Две новеллы. Из новелл, навеянных морем - страница 19

Шрифт
Интервал


Я не любил Мюнгхаузена, что и так ясно, всякому прочитавшему эти строки. Это объяснялось не только тем, что о нём много говорили в посёлке, и я был вынужден это слушать. Не только тем, что, минуя его, было трудно попасть на перешеек. Но, прежде всего, тем, что по странному совпадению Мюнгхаузен очень любил меня.

Вероятно, я отвечал каким-то признакам человека из большого города, эдакого, необычного с точки зрения выросшего в посёлке. Может быть, в так важное для него ощущение «особости» каким-то боком входило и гуманитарное образование или гуманитарные интересы, он знал, что я живу в лагере экспедиции, никто из археологов с ним не общался. Он всегда брал с собой на море фотоаппарат, старый «Зоркий», в нашу первую с ним беседу, я упомянул, что у меня был такой же. Оказалось, что и ему, и мне купили такие камеры, обоим подержанные, когда нам было по шестнадцать, для нас обоих новый аппарат заменил «Смену», из которой мы выросли. Когда-то и я кое-что из своих первых познаний об искусстве фотографии почерпнул из «Юного техника», кажется, мы тоже говорили об этом вскользь, и у него это вызвало большое оживление. Но главная причина его привязанности коренилась, конечно, в моем умении наблюдать, что в общении с людьми превращалось в способность слушать. Не перебивая.
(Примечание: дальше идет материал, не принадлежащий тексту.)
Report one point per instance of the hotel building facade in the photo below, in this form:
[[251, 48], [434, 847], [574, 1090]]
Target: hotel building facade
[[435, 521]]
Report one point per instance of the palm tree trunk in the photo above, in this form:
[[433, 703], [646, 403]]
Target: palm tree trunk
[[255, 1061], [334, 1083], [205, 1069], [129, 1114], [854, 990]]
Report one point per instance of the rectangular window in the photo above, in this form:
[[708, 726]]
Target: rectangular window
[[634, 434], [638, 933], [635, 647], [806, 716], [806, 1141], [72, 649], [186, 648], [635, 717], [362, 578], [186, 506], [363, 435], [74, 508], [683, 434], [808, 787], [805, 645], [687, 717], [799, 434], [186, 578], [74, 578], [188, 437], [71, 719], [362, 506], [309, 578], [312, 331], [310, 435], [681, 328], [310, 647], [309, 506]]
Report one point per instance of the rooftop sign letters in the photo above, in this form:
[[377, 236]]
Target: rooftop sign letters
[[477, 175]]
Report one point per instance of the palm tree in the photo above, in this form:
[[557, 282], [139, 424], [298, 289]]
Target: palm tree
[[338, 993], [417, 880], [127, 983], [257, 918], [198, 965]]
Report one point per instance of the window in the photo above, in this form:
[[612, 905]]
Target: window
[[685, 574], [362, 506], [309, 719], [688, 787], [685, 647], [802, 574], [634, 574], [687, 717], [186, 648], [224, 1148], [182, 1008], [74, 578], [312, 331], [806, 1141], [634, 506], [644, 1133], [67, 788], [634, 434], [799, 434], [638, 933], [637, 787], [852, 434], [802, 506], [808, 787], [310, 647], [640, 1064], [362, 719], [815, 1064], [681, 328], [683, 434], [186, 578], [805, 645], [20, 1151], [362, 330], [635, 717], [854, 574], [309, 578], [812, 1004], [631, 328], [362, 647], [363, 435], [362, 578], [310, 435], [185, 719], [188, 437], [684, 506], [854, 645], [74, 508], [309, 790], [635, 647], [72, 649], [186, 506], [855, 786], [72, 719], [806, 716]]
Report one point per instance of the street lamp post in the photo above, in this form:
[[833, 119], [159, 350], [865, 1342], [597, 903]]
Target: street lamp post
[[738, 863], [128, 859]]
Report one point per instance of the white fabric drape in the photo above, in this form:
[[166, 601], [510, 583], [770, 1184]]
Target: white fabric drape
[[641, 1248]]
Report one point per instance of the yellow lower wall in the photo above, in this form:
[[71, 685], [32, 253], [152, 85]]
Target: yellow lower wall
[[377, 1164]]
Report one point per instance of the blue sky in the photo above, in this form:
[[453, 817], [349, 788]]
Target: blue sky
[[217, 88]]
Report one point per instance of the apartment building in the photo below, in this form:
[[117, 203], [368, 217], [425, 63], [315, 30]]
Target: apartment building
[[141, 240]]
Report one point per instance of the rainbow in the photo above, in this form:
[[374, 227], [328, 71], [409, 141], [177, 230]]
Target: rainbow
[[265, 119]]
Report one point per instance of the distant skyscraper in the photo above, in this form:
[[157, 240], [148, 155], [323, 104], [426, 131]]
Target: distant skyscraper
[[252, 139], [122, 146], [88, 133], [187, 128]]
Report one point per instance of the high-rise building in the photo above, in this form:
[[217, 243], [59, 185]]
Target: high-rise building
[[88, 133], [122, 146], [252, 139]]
Возможно, я ошибаюсь, но, кажется, первым, что привело меня к наблюдению, была необходимость сидеть тихо и не шуметь, потому что папа работал над докторской. Во что бы я не играл, для родителей это было слишком громко. Читать я любил, но так долго не мог. Я стал смотреть за воробьями в окно. Они взлетали с нашего подоконника и садились на него не просто так. Чирикая, они говорили между собой. Я почти начал их понимать. Они слетали вниз, чтобы выхватить крошки прямо из под клювов неповоротливых голубей, и возвращались назад, чтобы обсудить это и чистить взъерошенные перышки. Я впервые осознал, что это очень интересно. Смотреть. Если погрузиться в это, часы и минуты проходят незаметно.

Я не ездил, как другие в пионерлагеря. Был ещё очень маленьким, когда сын директора института стал аспирантом моего отца, после этого маме разрешили перейти в папину лабораторию, и с тех пор каждое лето мы ездили все вместе в разные точки Союза и даже в Монголию, в самые диковинные места, лишь бы там жили парнокопытные. Или хотя бы можно было найти останки ископаемых парнокопытных.